WASHINGTON, KOMPAS.TV – Neil Sheehan, seorang reporter dan penulis pemenang Penghargaan Pulitzer, meninggal dunia pada Kamis (7/1) dalam usia 84 tahun. Sheehan menulis artikel tentang Dokumen Pentagon untuk harian The New York Times (Times) dan mengungkap penipuan di jantung Perang Vietnam dalam buku epiknya.
Associated Press melaporkan, menurut Catherine Sheehan Bruno putrinya, Neil Sheehan meninggal akibat komplikasi penyakit Parkinson.
Sheehan menghabiskan 15 tahun untuk menulis buku epiknya tentang Perang Vietnam yang berjudul “A Bright Shining Lie: John Paul Vann and America in Vietnam” (=“Sebuah Kebohongan yang Terang Benderang: John Paul Vann dan Amerika di Vietnam”). Buku yang dirilis pada 1988 itu memenangkan Penghargaan Pulitzer untuk kategori nonfiksi.

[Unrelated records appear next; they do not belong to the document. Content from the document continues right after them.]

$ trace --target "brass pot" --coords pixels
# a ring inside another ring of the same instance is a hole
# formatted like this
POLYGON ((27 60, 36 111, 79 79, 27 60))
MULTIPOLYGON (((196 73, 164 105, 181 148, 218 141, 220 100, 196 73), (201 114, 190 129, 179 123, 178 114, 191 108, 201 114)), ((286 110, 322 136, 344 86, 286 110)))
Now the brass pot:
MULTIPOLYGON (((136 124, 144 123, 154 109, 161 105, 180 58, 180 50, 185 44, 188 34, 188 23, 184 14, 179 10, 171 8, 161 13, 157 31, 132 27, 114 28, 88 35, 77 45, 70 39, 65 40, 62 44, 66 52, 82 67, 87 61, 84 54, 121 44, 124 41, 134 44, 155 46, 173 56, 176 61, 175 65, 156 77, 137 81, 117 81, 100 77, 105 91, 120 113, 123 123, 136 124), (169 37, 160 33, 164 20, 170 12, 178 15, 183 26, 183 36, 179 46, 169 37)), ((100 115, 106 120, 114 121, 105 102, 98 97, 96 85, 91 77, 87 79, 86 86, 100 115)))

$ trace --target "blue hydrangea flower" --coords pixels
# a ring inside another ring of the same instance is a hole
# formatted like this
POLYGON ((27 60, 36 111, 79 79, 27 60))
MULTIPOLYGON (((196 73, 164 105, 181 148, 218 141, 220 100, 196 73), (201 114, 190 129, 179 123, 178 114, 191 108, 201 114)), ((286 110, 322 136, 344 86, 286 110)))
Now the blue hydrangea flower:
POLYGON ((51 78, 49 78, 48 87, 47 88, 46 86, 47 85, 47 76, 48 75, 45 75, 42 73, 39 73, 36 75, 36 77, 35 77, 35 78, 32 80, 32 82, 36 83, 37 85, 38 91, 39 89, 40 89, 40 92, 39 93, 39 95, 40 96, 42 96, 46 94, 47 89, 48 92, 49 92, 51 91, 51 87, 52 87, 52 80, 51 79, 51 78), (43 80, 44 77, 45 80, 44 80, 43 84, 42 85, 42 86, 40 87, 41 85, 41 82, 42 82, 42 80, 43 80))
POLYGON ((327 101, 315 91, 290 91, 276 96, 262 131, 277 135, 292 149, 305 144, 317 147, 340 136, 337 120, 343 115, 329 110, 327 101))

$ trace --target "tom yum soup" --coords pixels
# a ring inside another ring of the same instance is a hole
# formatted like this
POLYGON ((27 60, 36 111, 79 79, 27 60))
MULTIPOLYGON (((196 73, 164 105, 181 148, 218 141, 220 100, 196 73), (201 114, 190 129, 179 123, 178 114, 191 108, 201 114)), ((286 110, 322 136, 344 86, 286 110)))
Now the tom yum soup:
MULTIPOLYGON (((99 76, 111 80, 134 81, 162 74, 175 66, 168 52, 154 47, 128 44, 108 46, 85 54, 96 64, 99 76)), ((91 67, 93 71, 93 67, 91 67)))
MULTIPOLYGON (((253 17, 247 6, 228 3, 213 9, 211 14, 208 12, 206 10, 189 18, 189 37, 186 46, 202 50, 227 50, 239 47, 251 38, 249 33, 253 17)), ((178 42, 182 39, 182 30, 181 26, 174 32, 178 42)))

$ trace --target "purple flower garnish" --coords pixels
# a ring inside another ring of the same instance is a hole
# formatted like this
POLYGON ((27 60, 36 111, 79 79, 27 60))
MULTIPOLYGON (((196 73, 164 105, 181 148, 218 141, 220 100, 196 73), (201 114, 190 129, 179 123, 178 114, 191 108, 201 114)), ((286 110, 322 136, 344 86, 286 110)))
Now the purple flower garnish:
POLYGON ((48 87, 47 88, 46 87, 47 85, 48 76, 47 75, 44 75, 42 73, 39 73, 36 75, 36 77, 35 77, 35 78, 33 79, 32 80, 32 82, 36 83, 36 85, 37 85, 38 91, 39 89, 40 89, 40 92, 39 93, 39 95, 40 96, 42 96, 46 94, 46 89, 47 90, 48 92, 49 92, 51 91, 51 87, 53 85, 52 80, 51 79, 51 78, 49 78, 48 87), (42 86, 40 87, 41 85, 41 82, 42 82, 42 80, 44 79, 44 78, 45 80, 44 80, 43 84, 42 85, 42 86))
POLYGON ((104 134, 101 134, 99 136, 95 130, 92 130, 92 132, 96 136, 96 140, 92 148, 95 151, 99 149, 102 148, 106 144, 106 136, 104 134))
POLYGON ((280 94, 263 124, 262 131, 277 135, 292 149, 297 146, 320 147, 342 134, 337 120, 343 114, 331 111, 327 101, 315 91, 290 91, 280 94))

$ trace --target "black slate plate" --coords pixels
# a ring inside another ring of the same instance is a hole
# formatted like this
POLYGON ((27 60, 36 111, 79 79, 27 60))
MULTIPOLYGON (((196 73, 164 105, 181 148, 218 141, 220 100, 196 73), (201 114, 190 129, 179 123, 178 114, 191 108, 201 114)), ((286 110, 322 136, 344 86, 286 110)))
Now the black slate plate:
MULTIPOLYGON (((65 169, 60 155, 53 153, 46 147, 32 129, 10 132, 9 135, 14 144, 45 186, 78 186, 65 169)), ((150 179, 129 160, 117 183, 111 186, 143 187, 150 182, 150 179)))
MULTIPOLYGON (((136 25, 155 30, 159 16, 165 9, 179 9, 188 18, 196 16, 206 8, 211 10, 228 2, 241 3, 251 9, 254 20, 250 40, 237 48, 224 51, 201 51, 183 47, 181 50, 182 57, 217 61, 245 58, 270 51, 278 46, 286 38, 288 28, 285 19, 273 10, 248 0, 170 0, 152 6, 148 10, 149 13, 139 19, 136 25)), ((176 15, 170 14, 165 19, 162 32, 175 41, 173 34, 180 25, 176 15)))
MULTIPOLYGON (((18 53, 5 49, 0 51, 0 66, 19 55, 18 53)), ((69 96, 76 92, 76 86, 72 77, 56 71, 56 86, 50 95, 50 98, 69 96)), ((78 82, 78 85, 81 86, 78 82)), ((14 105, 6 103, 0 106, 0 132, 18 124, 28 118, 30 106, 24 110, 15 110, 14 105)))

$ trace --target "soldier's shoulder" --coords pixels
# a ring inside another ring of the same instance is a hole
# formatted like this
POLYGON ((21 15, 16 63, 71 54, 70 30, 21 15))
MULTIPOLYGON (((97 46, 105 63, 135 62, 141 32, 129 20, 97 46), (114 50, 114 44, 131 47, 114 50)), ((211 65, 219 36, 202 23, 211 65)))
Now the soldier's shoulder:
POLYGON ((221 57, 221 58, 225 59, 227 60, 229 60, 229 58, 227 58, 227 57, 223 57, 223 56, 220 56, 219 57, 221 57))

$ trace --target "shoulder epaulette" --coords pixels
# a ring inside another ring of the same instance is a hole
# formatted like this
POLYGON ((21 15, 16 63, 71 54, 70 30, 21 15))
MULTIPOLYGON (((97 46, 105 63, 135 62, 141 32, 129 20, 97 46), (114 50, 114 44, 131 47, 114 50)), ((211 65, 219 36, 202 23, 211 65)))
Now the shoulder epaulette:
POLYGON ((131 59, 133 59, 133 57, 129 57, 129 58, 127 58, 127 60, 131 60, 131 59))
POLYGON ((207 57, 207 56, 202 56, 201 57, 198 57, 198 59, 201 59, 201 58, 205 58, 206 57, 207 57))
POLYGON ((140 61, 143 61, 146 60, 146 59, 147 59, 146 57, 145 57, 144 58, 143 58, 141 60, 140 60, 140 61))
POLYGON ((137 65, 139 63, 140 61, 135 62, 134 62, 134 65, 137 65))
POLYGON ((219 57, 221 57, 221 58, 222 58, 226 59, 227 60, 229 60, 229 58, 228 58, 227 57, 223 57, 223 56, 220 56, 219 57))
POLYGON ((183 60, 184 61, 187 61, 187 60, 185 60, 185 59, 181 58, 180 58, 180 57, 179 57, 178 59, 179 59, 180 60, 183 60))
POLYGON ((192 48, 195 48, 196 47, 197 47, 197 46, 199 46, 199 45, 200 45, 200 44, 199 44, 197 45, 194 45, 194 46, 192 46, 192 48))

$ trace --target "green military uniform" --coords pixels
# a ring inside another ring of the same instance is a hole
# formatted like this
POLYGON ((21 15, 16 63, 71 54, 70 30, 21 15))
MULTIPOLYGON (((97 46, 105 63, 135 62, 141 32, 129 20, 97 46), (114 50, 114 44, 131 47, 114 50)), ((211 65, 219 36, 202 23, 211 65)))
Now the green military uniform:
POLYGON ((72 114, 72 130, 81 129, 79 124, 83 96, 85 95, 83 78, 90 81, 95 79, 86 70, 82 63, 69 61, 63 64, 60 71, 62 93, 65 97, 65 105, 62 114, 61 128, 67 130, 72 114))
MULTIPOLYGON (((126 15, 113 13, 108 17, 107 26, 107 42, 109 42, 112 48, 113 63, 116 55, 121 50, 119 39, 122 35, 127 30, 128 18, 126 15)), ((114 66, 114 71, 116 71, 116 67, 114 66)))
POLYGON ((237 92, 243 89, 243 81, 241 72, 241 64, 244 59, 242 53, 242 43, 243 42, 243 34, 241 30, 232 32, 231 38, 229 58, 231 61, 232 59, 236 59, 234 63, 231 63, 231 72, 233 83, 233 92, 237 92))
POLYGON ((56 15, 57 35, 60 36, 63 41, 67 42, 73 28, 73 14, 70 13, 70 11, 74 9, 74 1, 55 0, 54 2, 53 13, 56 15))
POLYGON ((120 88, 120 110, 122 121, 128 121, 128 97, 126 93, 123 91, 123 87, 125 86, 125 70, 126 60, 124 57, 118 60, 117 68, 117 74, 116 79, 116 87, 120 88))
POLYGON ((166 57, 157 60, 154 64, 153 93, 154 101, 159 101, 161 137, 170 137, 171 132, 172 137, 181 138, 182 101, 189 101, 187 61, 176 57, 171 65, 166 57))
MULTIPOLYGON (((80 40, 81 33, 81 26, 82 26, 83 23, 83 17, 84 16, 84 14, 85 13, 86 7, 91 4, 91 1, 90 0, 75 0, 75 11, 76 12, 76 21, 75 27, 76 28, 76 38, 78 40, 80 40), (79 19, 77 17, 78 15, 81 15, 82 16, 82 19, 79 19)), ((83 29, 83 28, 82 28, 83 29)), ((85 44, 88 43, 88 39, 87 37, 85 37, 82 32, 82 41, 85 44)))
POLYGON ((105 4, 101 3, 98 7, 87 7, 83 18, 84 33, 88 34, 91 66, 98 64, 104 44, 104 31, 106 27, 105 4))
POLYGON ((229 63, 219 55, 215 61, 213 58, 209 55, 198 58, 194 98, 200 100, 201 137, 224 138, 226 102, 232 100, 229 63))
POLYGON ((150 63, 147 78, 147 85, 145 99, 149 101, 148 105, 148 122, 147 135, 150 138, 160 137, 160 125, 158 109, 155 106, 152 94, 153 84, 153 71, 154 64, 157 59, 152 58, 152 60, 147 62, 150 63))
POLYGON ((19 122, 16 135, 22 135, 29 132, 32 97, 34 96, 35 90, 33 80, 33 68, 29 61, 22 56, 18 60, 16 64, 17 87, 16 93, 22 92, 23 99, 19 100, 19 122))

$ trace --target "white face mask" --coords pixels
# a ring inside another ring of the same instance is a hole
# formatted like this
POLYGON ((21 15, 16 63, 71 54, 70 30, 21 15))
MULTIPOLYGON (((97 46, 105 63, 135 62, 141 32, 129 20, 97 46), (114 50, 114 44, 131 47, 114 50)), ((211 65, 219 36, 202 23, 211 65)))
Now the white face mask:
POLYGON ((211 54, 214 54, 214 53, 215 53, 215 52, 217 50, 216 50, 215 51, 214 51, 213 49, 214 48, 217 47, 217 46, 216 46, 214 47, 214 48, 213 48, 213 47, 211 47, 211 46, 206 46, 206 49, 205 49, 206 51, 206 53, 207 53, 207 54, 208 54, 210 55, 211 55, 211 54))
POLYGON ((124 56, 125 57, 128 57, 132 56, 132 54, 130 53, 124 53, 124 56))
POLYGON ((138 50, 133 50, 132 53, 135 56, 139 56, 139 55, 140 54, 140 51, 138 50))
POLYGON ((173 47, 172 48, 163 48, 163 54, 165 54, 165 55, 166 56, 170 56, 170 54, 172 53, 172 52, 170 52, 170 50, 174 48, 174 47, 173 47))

Sheehan bekerja sebagai koresponden perang untuk United Press International (UPI), dan lalu Times pada hari-hari awal keterlibatan Amerika Serikat (AS) dalam Perang Vietnam di tahun 1960an. Di sanalah Sheehan mulai tertarik dengan apa yang disebutnya dengan “perang sia-sia pertama kami” saat “orang-orang tewas sia-sia”.

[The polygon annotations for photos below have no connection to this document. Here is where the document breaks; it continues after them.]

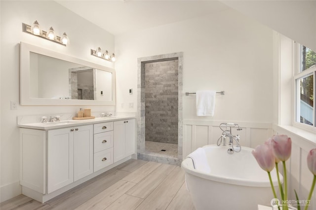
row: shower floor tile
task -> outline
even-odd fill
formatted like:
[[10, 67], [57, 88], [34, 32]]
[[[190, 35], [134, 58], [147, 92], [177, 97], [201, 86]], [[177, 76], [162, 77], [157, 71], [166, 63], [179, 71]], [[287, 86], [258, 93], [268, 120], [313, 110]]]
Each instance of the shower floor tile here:
[[[145, 142], [145, 154], [146, 154], [160, 157], [178, 158], [177, 144], [146, 141]], [[161, 151], [161, 150], [165, 150], [165, 151]]]

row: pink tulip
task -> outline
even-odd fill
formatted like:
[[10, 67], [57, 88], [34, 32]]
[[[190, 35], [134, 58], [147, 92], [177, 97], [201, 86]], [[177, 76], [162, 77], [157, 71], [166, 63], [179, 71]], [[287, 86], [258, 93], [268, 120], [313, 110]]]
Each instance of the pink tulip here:
[[252, 153], [262, 169], [268, 172], [272, 171], [276, 163], [271, 147], [266, 144], [258, 145]]
[[[265, 144], [268, 144], [269, 146], [270, 146], [270, 147], [271, 147], [272, 150], [273, 150], [273, 146], [272, 146], [272, 138], [269, 138], [269, 139], [268, 139], [268, 140], [267, 141], [266, 141], [266, 142], [265, 142]], [[279, 162], [280, 162], [280, 160], [276, 157], [275, 156], [275, 162], [276, 163], [278, 163]]]
[[286, 135], [273, 136], [271, 141], [275, 156], [281, 161], [285, 161], [291, 156], [292, 141]]
[[313, 149], [308, 153], [307, 166], [313, 174], [316, 175], [316, 148]]

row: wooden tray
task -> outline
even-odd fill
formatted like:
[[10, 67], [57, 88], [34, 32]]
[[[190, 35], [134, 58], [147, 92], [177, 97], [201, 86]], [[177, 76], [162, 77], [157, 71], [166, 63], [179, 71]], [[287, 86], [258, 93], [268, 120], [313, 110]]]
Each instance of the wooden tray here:
[[77, 117], [74, 117], [73, 118], [73, 120], [89, 120], [89, 119], [94, 119], [95, 118], [95, 117], [90, 116], [90, 117], [83, 117], [83, 118], [78, 118]]

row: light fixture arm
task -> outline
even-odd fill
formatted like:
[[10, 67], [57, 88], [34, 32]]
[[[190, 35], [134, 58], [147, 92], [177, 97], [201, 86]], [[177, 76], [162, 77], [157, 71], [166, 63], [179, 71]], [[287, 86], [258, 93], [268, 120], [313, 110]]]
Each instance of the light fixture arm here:
[[[98, 47], [98, 48], [97, 48], [97, 50], [100, 48], [99, 47]], [[100, 50], [101, 50], [101, 48], [100, 49]], [[108, 52], [107, 50], [105, 52], [104, 52], [104, 53], [102, 54], [100, 56], [98, 56], [97, 55], [97, 51], [95, 50], [93, 50], [93, 49], [91, 49], [91, 56], [95, 56], [96, 57], [98, 57], [100, 59], [102, 59], [104, 60], [108, 60], [110, 62], [114, 62], [114, 61], [115, 60], [113, 60], [112, 59], [111, 59], [111, 57], [110, 56], [109, 56], [109, 59], [106, 59], [104, 57], [104, 54], [105, 53], [106, 53], [106, 52], [107, 52], [108, 53]], [[114, 53], [113, 53], [112, 55], [114, 55]]]
[[39, 35], [34, 34], [32, 32], [32, 30], [31, 30], [31, 26], [30, 26], [29, 25], [26, 24], [25, 23], [22, 23], [22, 31], [23, 32], [25, 32], [26, 33], [28, 33], [32, 35], [34, 35], [35, 36], [42, 38], [46, 40], [49, 40], [49, 41], [54, 42], [55, 43], [61, 44], [62, 45], [64, 45], [65, 46], [66, 46], [66, 44], [64, 44], [62, 43], [62, 40], [61, 40], [61, 39], [60, 39], [60, 36], [55, 36], [56, 38], [54, 39], [50, 39], [46, 37], [46, 34], [47, 32], [44, 30], [42, 30], [41, 33]]

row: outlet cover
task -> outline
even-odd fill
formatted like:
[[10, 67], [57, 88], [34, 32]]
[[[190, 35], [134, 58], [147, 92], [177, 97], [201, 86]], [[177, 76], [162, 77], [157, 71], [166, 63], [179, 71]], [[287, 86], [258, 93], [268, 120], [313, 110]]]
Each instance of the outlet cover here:
[[11, 110], [16, 110], [18, 109], [18, 106], [16, 102], [14, 101], [11, 101]]

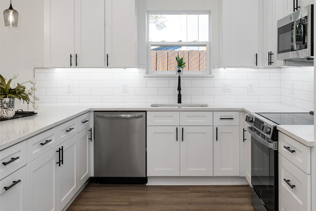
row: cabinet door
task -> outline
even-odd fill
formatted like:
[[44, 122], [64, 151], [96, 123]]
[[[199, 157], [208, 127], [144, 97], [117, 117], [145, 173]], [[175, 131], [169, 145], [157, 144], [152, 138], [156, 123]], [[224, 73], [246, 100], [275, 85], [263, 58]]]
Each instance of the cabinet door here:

Bocornya Pentagon Papers alias Dokumen Pentagon
Sebagai penulis nasional untuk Times yang berbasis di Washington, AS, Sheehan menjadi orang pertama yang memperoleh Pentagon Papers (Dokumen Pentagon), dokumen sejarah massif tentang keterlibatan AS dalam Perang Vietnam yang dibuat oleh Departemen Pertahanan AS. Daniel Ellsberg, seorang mantan konsultan Departemen Pertahanan yang sebelumnya telah membocorkan dokumen yang berkaitan dengan Perang Vietnam ke Sheehan, mengijinkan Sheehan melihat dokumen tersebut.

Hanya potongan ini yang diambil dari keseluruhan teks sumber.